Estaba contra la pared, con la espalda hacia adentro, silenciosa. Pero cada primavera, al observar las caléndulas mecerse con el viento, aún sentía la respiración de la puerta. Respirando a través de las viejas inscripciones, a través de la silenciosa penuria, a través del dulce cariño de mi madre: «En este barrio pobre, la gente se perdona las deudas para poder mirarse y seguir viviendo».
Concurso de escritura para el hogar de primavera
Como fuente de alimento espiritual durante la temporada del Año Nuevo Lunar, los periódicos Juventud Junto con nuestro socio, INSEE Cement Company, estamos organizando el concurso de escritura "Springtime Home" para compartir y presentar su hogar: su refugio cálido y acogedor, sus características y los recuerdos que nunca olvidará.

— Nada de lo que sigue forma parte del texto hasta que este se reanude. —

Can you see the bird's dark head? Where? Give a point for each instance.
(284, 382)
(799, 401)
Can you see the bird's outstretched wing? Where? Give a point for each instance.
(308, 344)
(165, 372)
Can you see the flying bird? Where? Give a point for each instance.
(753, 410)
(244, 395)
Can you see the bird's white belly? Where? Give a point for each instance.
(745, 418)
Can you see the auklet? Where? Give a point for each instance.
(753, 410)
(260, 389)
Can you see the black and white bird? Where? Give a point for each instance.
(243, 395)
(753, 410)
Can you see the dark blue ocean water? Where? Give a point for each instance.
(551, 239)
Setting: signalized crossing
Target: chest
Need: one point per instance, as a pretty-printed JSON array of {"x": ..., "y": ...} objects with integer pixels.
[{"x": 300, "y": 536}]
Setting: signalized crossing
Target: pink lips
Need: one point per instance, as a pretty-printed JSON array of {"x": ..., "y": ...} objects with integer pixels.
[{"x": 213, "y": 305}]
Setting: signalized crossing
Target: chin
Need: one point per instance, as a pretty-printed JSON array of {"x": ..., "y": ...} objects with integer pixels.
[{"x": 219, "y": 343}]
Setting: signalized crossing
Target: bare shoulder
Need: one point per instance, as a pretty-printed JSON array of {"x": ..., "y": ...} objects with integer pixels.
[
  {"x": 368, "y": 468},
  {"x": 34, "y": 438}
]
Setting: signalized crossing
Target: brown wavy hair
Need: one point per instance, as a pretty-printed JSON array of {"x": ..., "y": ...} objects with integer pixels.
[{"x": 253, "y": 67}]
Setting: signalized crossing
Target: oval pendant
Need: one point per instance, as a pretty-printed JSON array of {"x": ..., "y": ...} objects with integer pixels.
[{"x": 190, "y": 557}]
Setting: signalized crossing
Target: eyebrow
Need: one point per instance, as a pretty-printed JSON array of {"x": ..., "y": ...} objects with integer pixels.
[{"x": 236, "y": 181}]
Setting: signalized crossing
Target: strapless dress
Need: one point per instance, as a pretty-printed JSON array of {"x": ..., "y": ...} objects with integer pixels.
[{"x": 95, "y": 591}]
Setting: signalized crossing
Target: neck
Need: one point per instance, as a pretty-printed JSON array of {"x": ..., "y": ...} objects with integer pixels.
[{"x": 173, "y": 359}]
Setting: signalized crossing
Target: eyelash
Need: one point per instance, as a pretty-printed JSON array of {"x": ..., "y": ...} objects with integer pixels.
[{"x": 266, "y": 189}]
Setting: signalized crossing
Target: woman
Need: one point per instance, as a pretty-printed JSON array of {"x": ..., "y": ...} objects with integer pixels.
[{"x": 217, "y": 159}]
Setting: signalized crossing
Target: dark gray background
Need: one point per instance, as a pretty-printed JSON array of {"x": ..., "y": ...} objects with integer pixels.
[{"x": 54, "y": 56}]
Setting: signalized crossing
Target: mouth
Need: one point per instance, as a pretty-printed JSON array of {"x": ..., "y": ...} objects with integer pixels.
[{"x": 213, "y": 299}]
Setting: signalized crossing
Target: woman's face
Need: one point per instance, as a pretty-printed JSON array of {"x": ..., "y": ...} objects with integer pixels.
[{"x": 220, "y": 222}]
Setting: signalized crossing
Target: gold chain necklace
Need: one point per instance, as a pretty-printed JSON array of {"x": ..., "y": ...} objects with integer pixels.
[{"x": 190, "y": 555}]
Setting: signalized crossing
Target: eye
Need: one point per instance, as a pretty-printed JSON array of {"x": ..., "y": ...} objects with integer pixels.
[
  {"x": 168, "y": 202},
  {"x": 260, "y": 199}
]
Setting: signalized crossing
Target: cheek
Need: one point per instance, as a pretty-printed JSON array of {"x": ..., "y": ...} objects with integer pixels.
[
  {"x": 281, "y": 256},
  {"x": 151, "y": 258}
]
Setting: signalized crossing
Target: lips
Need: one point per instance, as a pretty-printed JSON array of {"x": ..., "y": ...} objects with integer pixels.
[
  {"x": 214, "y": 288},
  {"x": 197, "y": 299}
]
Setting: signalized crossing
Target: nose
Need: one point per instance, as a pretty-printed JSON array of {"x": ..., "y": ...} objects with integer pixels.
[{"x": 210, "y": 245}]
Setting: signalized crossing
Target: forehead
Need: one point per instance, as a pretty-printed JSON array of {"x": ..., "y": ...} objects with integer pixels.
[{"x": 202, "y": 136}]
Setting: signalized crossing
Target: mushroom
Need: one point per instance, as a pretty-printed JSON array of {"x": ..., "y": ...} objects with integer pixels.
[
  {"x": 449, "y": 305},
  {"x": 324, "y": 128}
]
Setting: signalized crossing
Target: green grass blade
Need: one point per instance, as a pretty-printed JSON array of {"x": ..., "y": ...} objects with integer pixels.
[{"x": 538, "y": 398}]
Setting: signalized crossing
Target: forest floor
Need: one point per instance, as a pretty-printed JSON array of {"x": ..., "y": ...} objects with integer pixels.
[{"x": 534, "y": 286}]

La casa donde nacieron y crecieron tus abuelos, tus padres y tú; la casa que construiste con tus propias manos; la casa donde celebraste tu primer Año Nuevo Lunar con tu pequeña familia...

Ceremonia de entrega de premios Refugio de Primavera y lanzamiento de la Edición Especial de Primavera para Jóvenes
El jurado estuvo compuesto por periodistas de renombre, personalidades de la cultura y representantes de la prensa. Juventud El panel de jueces revisará las entradas que hayan pasado la ronda preliminar y seleccionará a los ganadores.
La ceremonia de entrega de premios y el lanzamiento del número especial de primavera de Tuoi Tre se llevarán a cabo en la calle del libro Nguyen Van Binh, en la ciudad de Ho Chi Minh, a fines de enero de 2026.
Premio:
1er premio: 10 millones de VND + certificado, edición de primavera de Tuoi Tre;
1 segundo premio: 7 millones de VND + certificado, edición de primavera de Tuoi Tre;
1er tercer premio: 5 millones de VND + certificado, edición de primavera de Tuoi Tre;
5 premios de consolación: 2 millones de VND cada uno + certificado, edición de primavera de Tuoi Tre.
10 premios Readers' Choice: 1 millón de VND cada uno + certificado, edición de primavera de Tuoi Tre.
Los puntos de votación se calculan en función de la interacción con la publicación, donde 1 estrella = 15 puntos, 1 corazón = 3 puntos y 1 me gusta = 2 puntos.